The Ultimate Guide To Roses: Names, Types, Varieties

With so many rose varieties, you could be forgiven for not being able to tell them apart! So, here’s the ultimate guide to the spectacular, colorful world of fragrant roses.

This ultimate guide to roses includes their names, types, and varieties. The American Rose Society classified them as either Old Garden (heritage or antique roses) that mostly bloom once per season, wild (species) roses that have not been hybridized, and modern roses cultivated post-1867. 

Few things in life are as iconic as a red bunch of roses or an elegant rose garden. So, if you really want to know a bit more about these fabulous flowers, their meanings, and how to create your magical rose garden – read on!

The Rose’s Blooming Past

While roses have a rich and colorful history in the Northern Hemisphere, they were first cultivated in China roughly 5000 years ago and later showcased in Rome’s magnificent gardens.

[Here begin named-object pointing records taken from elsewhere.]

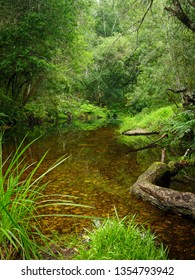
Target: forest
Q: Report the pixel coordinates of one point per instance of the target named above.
(77, 67)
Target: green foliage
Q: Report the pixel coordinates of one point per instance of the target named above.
(20, 199)
(150, 120)
(107, 21)
(181, 130)
(32, 34)
(121, 240)
(113, 73)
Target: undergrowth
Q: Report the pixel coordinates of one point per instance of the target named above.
(121, 240)
(20, 199)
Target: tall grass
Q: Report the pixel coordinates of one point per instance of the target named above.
(151, 121)
(20, 198)
(118, 240)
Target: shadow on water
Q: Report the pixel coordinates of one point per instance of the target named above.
(99, 173)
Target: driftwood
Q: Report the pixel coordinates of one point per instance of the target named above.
(152, 186)
(139, 132)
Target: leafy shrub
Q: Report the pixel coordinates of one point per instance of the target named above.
(121, 240)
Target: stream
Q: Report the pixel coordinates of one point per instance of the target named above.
(98, 172)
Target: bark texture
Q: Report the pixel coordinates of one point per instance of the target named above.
(152, 186)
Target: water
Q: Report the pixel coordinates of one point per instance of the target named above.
(99, 173)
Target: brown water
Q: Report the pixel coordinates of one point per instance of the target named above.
(99, 172)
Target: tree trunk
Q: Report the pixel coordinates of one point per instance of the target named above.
(152, 186)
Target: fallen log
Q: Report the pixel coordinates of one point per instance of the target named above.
(139, 132)
(153, 186)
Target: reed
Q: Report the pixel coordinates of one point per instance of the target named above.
(20, 198)
(121, 240)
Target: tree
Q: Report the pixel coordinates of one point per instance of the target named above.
(184, 11)
(32, 33)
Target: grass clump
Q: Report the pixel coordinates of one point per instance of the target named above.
(151, 121)
(121, 240)
(20, 199)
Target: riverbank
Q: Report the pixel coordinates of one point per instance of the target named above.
(99, 174)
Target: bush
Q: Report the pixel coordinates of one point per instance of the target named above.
(118, 240)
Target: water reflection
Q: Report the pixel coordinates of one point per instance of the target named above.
(99, 173)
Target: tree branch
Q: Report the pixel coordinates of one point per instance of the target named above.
(179, 13)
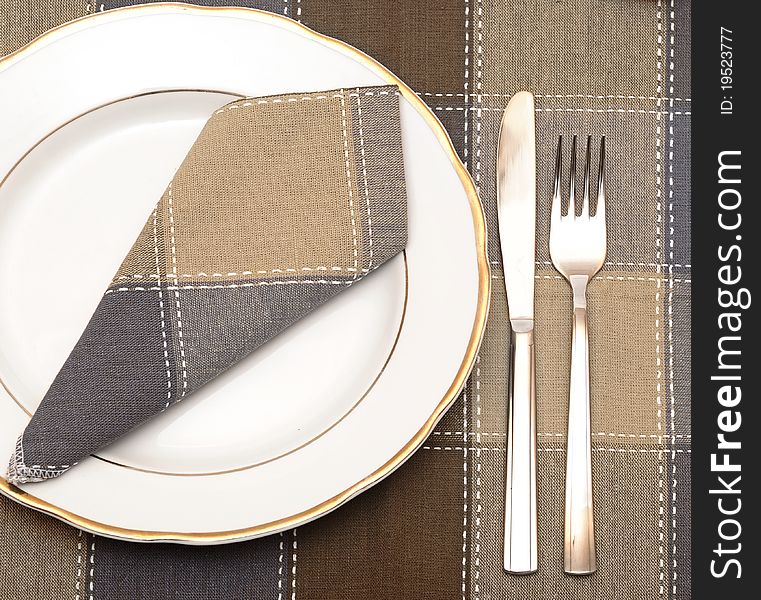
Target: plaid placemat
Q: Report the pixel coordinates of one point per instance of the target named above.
(434, 529)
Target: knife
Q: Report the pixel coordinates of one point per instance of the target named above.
(516, 209)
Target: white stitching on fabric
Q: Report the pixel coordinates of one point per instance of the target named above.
(235, 285)
(293, 568)
(78, 583)
(674, 575)
(464, 449)
(280, 568)
(465, 160)
(92, 568)
(348, 183)
(364, 177)
(219, 273)
(658, 162)
(606, 277)
(466, 96)
(584, 96)
(178, 310)
(247, 103)
(162, 313)
(631, 111)
(479, 504)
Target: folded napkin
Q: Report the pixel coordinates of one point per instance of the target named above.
(281, 203)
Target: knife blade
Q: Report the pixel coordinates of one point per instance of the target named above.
(516, 209)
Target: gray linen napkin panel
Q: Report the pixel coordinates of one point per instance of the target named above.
(433, 530)
(281, 203)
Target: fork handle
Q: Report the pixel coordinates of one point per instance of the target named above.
(580, 558)
(520, 493)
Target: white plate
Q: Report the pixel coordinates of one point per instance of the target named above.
(89, 140)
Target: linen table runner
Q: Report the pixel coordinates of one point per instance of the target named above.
(268, 217)
(433, 530)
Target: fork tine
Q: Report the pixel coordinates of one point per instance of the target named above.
(585, 201)
(556, 200)
(572, 181)
(600, 210)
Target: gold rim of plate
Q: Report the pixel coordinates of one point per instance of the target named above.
(484, 283)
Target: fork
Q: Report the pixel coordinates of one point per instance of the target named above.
(578, 247)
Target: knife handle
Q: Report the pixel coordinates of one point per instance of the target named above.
(520, 494)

Modern rose cultivars emanate from 18th-century Chinese rose varieties, of which the ‘Old Blush’ group is the oldest rose variety known today. 

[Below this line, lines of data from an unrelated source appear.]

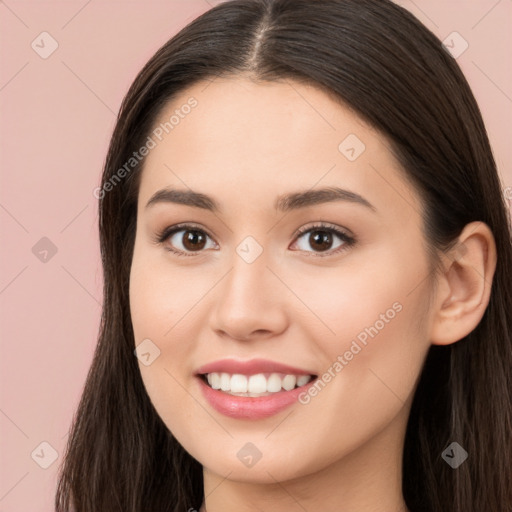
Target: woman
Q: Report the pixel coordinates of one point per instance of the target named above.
(306, 247)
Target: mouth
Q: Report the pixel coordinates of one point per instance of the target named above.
(252, 390)
(255, 385)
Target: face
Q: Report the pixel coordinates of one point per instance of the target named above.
(309, 310)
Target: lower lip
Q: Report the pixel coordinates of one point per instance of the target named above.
(251, 408)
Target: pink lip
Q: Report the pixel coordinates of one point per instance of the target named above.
(251, 408)
(244, 407)
(251, 367)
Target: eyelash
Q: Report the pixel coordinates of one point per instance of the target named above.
(347, 240)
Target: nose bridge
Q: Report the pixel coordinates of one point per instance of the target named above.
(248, 300)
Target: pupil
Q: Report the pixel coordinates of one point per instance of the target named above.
(321, 239)
(194, 240)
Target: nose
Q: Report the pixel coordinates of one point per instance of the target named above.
(250, 302)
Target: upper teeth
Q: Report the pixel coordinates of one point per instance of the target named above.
(259, 383)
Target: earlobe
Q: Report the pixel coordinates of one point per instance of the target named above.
(464, 286)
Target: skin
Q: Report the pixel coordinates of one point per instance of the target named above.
(244, 144)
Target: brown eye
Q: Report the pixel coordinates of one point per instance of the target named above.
(323, 239)
(193, 240)
(320, 240)
(186, 240)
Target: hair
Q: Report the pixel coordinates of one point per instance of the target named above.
(376, 58)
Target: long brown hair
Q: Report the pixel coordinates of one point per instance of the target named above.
(391, 70)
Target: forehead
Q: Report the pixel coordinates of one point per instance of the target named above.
(267, 138)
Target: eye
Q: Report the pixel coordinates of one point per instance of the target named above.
(184, 240)
(321, 238)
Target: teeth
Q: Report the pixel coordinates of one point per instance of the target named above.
(255, 385)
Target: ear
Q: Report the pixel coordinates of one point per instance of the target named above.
(464, 287)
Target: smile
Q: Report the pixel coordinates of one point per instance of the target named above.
(253, 389)
(261, 384)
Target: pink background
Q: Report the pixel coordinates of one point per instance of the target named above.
(57, 118)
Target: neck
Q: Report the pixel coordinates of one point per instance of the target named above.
(368, 479)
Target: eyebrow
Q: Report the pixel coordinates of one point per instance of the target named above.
(283, 203)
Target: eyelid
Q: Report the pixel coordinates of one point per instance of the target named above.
(344, 234)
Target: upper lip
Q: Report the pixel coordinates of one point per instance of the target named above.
(251, 367)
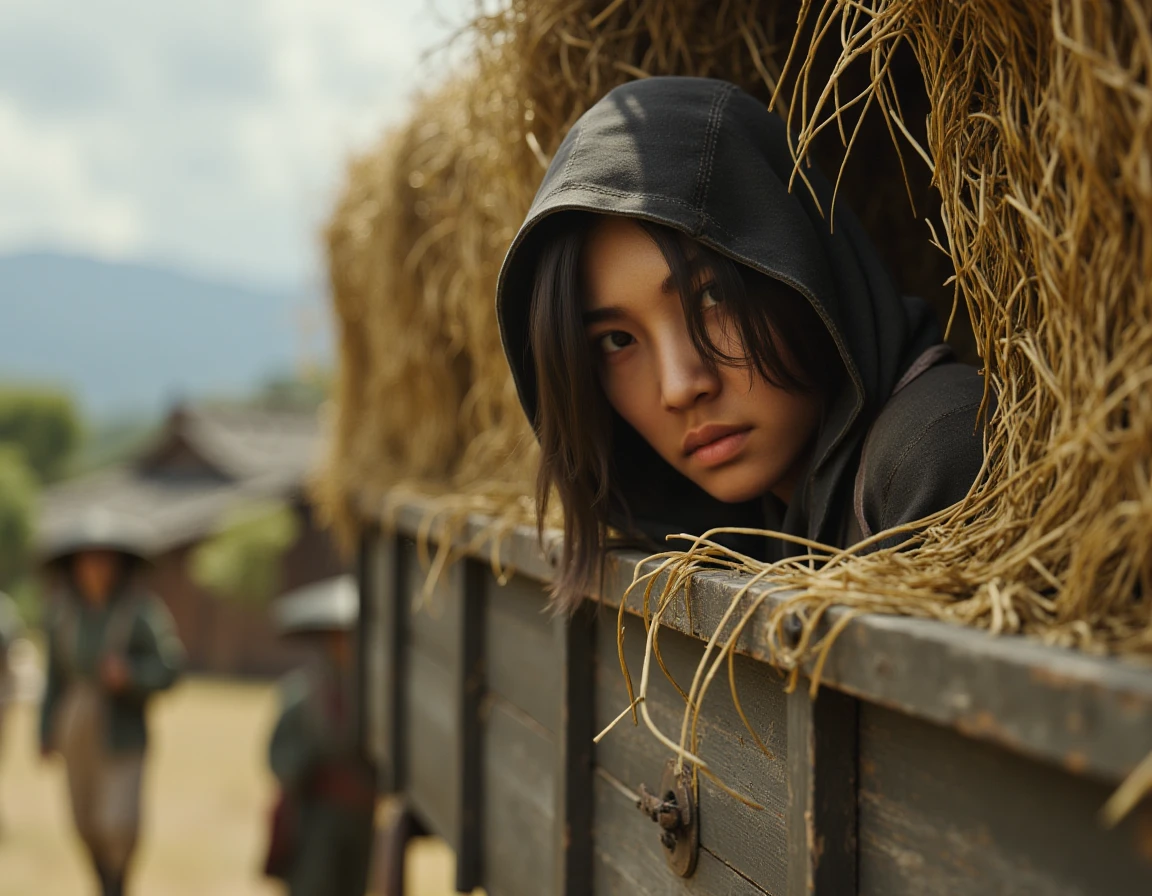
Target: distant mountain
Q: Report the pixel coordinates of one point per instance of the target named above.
(129, 339)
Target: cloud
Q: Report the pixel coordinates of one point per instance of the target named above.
(211, 135)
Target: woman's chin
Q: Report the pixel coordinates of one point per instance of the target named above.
(735, 486)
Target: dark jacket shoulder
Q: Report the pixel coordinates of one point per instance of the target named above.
(924, 449)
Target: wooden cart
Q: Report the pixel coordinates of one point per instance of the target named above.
(934, 760)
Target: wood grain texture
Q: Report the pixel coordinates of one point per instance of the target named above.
(941, 813)
(432, 737)
(523, 663)
(1089, 714)
(821, 807)
(753, 842)
(518, 813)
(434, 620)
(573, 833)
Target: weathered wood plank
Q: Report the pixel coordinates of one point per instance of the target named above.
(373, 658)
(628, 859)
(521, 648)
(1085, 713)
(941, 813)
(821, 809)
(575, 657)
(431, 742)
(434, 620)
(1089, 714)
(471, 690)
(518, 812)
(752, 842)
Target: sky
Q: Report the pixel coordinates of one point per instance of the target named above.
(210, 136)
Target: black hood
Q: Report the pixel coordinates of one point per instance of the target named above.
(705, 158)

However, Josephine Bonaparte (Napoleon’s wife) deserves much credit for inspiring leading French horticulturalists, and botanists to collect and preserve a vast array of different rose varieties during the 1800s, which were subsequently spread throughout Europe, and across the globe.

Botanical Names

Roses are botanically classified under the genus Rosa, which comprises 140-180 different species and forms part of the Rosaceae plant family.

The four main subspecies are as follows:

  • Hulthemia (single leaves) refer to roses without stipules and compound leaves.
  • Hesperrhodos (western roses) like the Rosa stellata and minutifolia.
  • Platyrhodon (flaky roses) like Rosa roxburghii (or Chestnut Roses).
  • Rosa genus, which represents all the other rose subgenus. 

The Ultimate Guide To Rose Classifications

The American Rose Society classifies all roses into three main groups: old garden roses (heritage/antique roses), species (wild roses), and larger bloom-sized modern roses cultivated after 1867 and bloom through the season.

So, here’s a comprehensive guide to roses, which includes everything you need to know about these sublime flowers.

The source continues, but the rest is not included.